No you don't have to go Cleveland to rebuild but you do have to do three things, you have to work younger players into the starting lineup, draft well, and manage the salary cap.

We used to be the best at this, emphasis on used to be. This team has too many needs and too many older players with long term expensive deals. Not to mention the ensuing chaos we are going to have when we turn over alot of the coaching staff.

Next year doesn't bode well, particularly as there are a lot of teams that are as good as we are and a lot younger.

Farmer Fran

adamg said...

The front office gambled this group could win at least one more championship and they signed and/or kept older players that they should not have kept. Now they are stuck with veteran players and their long term contracts. It's not much different when Chuck Noll kept his 70s guys around past their primes.

This group needs to be dismantled and rebuilt. It won't happen until and unless they miss the playoffs.
Only then will the front office realize they lost their bet.

And, the team needs to stop "redshirting" its draft choices and young players, too.

On a side note, the NFL won't do it, but Irsay needs to be heavily fined for basically throwing the game vs NYJ. Personally, I'd love to see Goodell tell them their antics will cost them all home playoff games. It's a disgrace that in a game with playoff implications all over the league, Indy treated it like a preseason game.

Dale Lolley said...

What long-term contracts are they "stuck" with? Seriously. Just because some of the deals signed were for three or four years, doesn't mean the team can't part ways cheaply with some players.
And half the starting lineup is either up this season or after next year.

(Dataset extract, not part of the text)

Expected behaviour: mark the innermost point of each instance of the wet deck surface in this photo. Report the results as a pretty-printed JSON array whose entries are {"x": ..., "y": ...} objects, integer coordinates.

As for not putting younger guys in the lineup, William Gay, Lawrence Timmons, Mike Wallace and Rashard Mendenhall all got serious playing time this season. Ziggy Hood and David Johnson have seen a good amount of time as well, as has Joe Burnett.
And they've been forced to start Ramon Foster three times.
That's a pretty good amount of young guys seeing serious playing time.
If you're starting too many young guys, you're probably not very good.